Jorge Luis Borges

Inscription sépulcrale

Pour le colonel Isodoro Suarez, mon bisaieul

Il fit planer sa valeur sur les Andes.
Il confronta des montagnes et des armées.
L'audace fut l'habitude de son épée.
Dans la plaine de Junin il imposa
un terme heureux à la bataille
et aux lances du Pérou il donna du sang espagnol.
Il recensa ses exploits
en une prose rigide comme les clairons sonneurs de guerre.
Il choisit l'honorable exil.
Il est à présent un peu de cendre et de gloire.
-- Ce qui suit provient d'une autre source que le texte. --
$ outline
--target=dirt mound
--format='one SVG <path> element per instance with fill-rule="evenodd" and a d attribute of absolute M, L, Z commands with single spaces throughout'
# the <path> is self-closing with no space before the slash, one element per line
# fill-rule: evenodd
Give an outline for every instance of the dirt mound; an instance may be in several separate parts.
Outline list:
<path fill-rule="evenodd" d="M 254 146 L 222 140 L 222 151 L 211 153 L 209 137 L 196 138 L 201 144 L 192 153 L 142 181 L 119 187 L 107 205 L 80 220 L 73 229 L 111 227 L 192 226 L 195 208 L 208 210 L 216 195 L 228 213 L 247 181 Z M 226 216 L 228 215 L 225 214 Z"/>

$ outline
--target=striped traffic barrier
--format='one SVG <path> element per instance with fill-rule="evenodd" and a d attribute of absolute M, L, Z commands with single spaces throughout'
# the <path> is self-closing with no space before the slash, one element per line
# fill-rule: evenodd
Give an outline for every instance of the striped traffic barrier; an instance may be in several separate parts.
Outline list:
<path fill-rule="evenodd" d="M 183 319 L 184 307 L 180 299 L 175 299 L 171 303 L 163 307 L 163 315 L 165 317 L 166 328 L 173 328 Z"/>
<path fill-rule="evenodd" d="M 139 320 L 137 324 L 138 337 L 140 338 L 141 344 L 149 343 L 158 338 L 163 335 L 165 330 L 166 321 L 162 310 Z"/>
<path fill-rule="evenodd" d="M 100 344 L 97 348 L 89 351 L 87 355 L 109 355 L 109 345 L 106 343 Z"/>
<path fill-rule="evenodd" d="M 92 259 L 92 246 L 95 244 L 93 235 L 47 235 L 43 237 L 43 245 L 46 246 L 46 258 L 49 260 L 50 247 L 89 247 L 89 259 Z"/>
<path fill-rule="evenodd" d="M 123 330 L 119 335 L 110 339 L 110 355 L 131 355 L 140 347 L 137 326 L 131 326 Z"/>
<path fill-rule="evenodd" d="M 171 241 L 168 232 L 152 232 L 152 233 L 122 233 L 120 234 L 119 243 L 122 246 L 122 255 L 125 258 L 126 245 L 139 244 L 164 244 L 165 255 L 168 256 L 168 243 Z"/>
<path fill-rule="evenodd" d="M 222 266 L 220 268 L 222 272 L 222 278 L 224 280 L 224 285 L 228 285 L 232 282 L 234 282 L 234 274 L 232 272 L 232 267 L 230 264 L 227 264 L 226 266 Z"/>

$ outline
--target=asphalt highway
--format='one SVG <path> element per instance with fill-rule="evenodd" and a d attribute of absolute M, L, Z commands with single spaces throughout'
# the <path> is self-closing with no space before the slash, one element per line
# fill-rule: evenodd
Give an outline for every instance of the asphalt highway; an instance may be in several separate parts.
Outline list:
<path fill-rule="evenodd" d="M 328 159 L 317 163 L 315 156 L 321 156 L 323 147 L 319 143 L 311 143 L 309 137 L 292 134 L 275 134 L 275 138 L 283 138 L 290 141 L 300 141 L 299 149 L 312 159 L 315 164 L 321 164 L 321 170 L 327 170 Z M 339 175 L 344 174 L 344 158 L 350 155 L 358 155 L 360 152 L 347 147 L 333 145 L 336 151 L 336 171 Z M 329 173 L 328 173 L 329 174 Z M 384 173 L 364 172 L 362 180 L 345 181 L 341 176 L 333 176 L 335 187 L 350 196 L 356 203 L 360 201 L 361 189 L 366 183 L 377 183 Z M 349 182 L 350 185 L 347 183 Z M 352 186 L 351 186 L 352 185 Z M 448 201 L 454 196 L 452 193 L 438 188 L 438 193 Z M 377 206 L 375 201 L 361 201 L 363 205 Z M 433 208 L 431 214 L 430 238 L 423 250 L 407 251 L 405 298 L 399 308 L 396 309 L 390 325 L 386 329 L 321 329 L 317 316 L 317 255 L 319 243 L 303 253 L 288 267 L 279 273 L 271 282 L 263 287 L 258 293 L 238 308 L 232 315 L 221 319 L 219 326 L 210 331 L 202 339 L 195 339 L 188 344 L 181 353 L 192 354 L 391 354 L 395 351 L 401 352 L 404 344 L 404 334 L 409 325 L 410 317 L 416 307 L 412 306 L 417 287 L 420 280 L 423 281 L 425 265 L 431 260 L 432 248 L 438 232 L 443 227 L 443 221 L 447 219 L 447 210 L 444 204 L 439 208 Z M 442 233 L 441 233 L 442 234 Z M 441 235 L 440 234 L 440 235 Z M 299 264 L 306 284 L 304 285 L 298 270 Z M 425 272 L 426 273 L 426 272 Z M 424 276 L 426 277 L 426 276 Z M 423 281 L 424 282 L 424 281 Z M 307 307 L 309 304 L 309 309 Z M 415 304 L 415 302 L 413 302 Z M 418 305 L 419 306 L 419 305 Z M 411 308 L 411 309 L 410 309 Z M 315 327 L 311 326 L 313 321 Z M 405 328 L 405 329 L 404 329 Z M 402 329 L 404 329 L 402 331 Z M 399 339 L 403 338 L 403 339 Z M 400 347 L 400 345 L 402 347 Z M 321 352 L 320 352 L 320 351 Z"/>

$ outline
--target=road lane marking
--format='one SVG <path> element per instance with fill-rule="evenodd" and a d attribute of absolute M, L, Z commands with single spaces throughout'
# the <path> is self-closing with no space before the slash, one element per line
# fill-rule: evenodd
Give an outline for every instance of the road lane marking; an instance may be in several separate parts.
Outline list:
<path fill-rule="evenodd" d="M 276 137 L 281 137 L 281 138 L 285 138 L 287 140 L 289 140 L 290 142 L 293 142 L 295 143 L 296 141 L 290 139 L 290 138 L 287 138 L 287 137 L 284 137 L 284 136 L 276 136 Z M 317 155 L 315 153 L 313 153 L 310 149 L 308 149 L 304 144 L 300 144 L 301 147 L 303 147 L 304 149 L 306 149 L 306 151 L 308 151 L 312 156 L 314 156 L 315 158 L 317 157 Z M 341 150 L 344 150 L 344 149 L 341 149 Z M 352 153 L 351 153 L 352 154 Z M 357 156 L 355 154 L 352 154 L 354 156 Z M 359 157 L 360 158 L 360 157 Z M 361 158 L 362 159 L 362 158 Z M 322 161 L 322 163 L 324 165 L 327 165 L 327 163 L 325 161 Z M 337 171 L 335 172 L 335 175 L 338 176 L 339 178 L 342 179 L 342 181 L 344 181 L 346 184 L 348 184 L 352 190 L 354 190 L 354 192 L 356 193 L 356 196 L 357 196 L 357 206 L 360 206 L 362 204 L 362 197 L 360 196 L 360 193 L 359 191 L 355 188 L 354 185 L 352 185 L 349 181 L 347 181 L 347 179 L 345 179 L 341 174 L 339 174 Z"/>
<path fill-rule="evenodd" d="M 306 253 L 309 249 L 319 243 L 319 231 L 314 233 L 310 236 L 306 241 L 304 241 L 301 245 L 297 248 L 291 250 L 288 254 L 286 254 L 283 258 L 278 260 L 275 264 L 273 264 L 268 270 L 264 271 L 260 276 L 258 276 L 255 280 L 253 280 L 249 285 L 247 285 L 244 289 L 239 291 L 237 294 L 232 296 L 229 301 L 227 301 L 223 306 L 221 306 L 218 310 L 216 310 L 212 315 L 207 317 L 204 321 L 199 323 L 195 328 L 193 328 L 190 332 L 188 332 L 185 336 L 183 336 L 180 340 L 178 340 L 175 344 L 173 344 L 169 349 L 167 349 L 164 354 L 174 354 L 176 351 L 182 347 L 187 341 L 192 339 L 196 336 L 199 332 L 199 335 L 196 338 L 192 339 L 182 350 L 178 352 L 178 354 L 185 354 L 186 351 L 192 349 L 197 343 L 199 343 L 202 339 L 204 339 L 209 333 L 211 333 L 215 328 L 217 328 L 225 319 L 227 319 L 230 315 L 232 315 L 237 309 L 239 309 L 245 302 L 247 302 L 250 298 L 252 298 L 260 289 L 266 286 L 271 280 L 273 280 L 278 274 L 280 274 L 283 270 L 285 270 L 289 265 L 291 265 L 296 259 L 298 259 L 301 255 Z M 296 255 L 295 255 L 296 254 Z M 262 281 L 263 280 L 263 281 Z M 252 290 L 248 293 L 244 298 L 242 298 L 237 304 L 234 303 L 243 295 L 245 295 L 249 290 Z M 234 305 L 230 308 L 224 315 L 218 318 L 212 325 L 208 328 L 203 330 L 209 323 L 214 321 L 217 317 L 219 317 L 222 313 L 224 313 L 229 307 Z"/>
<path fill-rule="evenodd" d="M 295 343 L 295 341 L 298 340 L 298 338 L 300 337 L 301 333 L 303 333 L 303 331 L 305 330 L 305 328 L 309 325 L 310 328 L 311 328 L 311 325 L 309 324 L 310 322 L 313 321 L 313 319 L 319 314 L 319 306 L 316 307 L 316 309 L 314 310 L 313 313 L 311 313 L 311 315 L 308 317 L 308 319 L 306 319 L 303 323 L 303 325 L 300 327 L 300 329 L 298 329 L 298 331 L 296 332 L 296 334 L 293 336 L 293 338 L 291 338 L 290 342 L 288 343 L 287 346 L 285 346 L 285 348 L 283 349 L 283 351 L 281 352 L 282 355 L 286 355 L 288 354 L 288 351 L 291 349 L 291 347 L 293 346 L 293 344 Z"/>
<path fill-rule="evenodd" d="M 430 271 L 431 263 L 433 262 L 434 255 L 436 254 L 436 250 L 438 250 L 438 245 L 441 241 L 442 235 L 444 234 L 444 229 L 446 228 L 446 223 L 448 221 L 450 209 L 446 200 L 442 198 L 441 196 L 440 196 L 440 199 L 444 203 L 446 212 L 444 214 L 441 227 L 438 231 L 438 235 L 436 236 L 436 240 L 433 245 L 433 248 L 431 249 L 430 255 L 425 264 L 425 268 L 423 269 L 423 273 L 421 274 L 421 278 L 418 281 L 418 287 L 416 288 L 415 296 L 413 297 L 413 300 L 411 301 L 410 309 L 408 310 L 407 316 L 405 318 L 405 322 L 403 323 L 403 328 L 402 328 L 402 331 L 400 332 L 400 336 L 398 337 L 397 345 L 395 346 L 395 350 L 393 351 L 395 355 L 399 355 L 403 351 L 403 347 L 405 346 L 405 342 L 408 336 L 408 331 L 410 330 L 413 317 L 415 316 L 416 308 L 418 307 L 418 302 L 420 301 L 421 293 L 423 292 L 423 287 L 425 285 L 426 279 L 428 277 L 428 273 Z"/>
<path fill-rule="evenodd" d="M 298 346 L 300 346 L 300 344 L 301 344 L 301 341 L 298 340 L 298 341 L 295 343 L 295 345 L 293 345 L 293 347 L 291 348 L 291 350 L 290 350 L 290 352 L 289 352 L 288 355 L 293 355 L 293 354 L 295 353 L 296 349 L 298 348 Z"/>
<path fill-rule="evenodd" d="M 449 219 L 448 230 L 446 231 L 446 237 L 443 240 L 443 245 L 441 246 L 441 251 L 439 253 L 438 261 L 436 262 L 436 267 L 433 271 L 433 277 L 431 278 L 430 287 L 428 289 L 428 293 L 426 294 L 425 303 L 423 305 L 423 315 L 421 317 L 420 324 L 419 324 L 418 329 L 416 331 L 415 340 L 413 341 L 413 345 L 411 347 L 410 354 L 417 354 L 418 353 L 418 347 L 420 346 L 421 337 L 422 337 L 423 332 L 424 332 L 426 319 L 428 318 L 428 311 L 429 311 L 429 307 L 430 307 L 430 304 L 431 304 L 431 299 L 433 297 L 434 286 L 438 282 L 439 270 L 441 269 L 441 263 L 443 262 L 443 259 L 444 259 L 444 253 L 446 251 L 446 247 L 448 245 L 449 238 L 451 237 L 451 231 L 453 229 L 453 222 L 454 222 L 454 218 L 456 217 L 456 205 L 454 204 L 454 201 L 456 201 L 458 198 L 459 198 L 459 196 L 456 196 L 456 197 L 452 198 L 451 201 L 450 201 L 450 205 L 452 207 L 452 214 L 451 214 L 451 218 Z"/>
Traduction de Jean-Pierre Bernès

Jorge Luis Borges a explicité ces faits dans « Essai d'autobiographie ». Il s'agit du grand-père maternel de sa mère, le colonel Isidoro Suarez, 1799-1846, qui, en 1824, à l'âge de vingt-quatre ans, conduisit la fameuse charge de la cavalerie péruvienne et colombienne grâce à laquelle la victoire changea de camp à la bataille de Junin, au Pérou. Cette bataille fut l'avant-dernière de la guerre de l'Indépendance sud-américaine. Bien que Suarez fut le cousin germain de Juan Manuel de Rosas, qui gouverna en dictateur l'Argentine de 1833 à 1852, il préféra l'exil et la pauvreté dans Montevideo à la vie sous la tyrannie à Buenos Aires. Ses domaines furent, bien entendu, confisqués et l'un de ses frères exécuté.